Man, you sure know how to ask complex questions ;) My answer is of course „it depends”. But the way of my thinking would revolve around the concept of 4C – it’s something that replaced 4Ps of marketing around 1990. Instead of Product we think in terms of Customer Value, Place is replaced by Convenience, Price should be considered as Cost and one-way Promotion is now two-way Conversation. I would first go with customer value: what is the reason anyone would visit their website. If such reason exists, how can we make this visit as convenient as possible (so: website design, among others). Convenience also means thinking about costs for the customers. Not only in terms of money. Cost can be viewed as comprising of three currencies: money, time and nerves. And all of them are interchangeable: the consumer is willing to put time and/or money to save nerves, some of us have more time and use it to save money and so on. But the perfect recipe is different for different industries so I won’t tell you.

There is a lot of talk of real and on line marketing integration. What are the best examples you have come across in Poland?

JWT Lemon Sky did a great stunt for Tymbark, producer of juice drinks. Tymbark has always been a choice for a younger generation. And they were thinking, how they could engage young people who are „digital natives” with a traditional product. They came up with an idea called „gramofun”. There’s an app that runs on your telephone. If you put a Tymbark bottle on top of it, it produces a stunning light effects that are in sync with the music that is playing on your device. And you can sync the effect with your friends’ devices to create huge disco-like performances using Tymbark bottles and your phones. I love the idea. And outside Poland there’s „Pay Per Laugh” project done by McCann for one of the Barcelona’s comedy theaters. It’s a facial recognition app that is installed on a tablet strapped in front of you when you watch a comedy show. The app recognizes when you’re laughing and… calculates the ticket price based on the amount of laughs you had. This is the technology blend I would like to see more.

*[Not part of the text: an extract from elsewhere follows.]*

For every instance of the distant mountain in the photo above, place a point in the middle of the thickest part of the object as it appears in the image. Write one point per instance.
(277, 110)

What do you think of the trends in Marketing Automation. The fact that Rafa? Brzoska - one of Poland’s most successful businessman invested in Sales Manago suggest it has a bright future.

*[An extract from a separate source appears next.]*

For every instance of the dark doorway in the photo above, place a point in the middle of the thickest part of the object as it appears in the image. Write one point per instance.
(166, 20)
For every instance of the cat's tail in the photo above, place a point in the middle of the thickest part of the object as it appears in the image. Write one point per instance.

I believe in the consumer’s inbox as the next social media platform. Because social media is no longer just about public sharing, it’s about communication. In Q4 2014 four of the largest social media networks across the world had around 2 billion users. In the same quarter four of the largest instant messaging platforms were reaching the same number – and their growth rate was much more rapid. Snapchat is the fastest growing social app in the US. But many of us feel we don’t need another app for one-on-one communication. We still have e-mail that is evolving but is one of the most intimate places on our screens. Marketers who know how to use it will gain in 2015. And marketing automation, big data help in personalizing the message. Which is very important in one-on-one communication.

If you career and life works out exactly as you want, what will you be doing in 5-10 years from now?

I will have finished my fifth or seventh book (I plan to write one every two or three years), all of my previous books will have become international bestsellers, I’ll be on my way to the next big conference where I will be speaking about… Well, this is the hard part. I love what I do — sharing knowledge, speaking publicly, building things… But I don’t limit myself to just single one field of study. Marketing led me to branding, then to gamification. My third book is on storytelling and it’s already full of cognitive psychology. I know roughly what my fourth book will be about, but fifth? No idea. I’m sure the discovery process will be a great journey.

If is there anything I haven’t asked that you would like to tell us that you think is important, please let readers know. Nope, this was a pretty extensive interview. It also helped me shape a few thoughts for the mobile conference, thank you
for that. And I’ll be seeing you around.